API Monitoring and Analytics
Monitor API performance, track latency percentiles, detect error spikes, and analyze consumer usage patterns with LogTide.
Your API is your product. When response times creep up, error rates spike, or a specific consumer hammers your endpoints, you need to know immediately — not when customers start complaining. This guide shows how to build comprehensive API monitoring with LogTide, from basic request logging to latency percentile tracking and consumer analytics.
The Problem
Most teams start with no API monitoring at all.
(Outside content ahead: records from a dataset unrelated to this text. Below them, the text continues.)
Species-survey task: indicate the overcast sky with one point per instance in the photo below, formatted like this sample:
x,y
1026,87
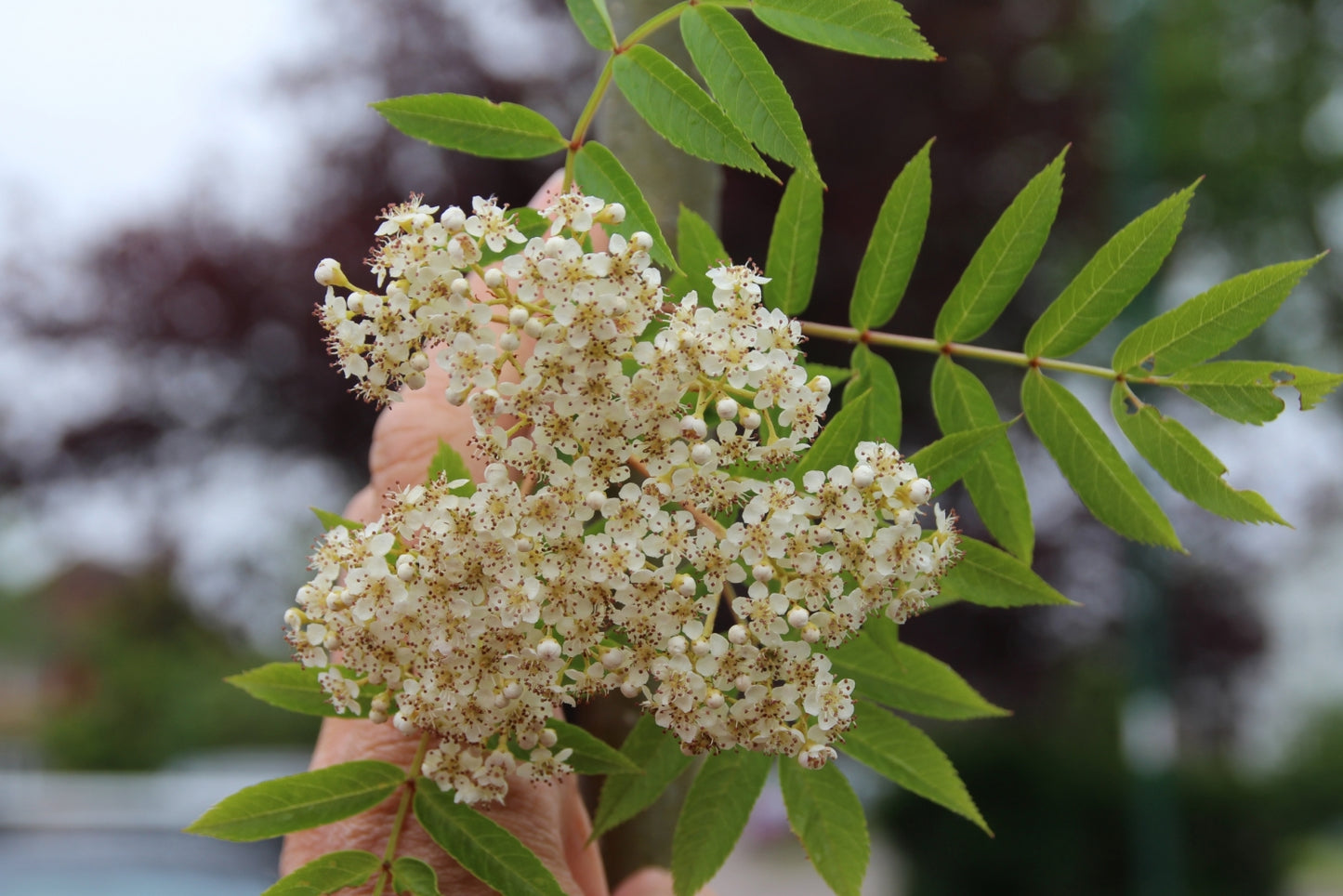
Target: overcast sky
x,y
109,109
The first sign of trouble is a customer support ticket: “Your API is slow.”
❌ API monitoring anti-patterns:
1. No request logging → "How many requests do we actually get?"
2. Average-only metrics → P99 is 10x worse than average, but you can't see it
3. No error breakdown → "500 errors are up" -- which endpoint? which consumer?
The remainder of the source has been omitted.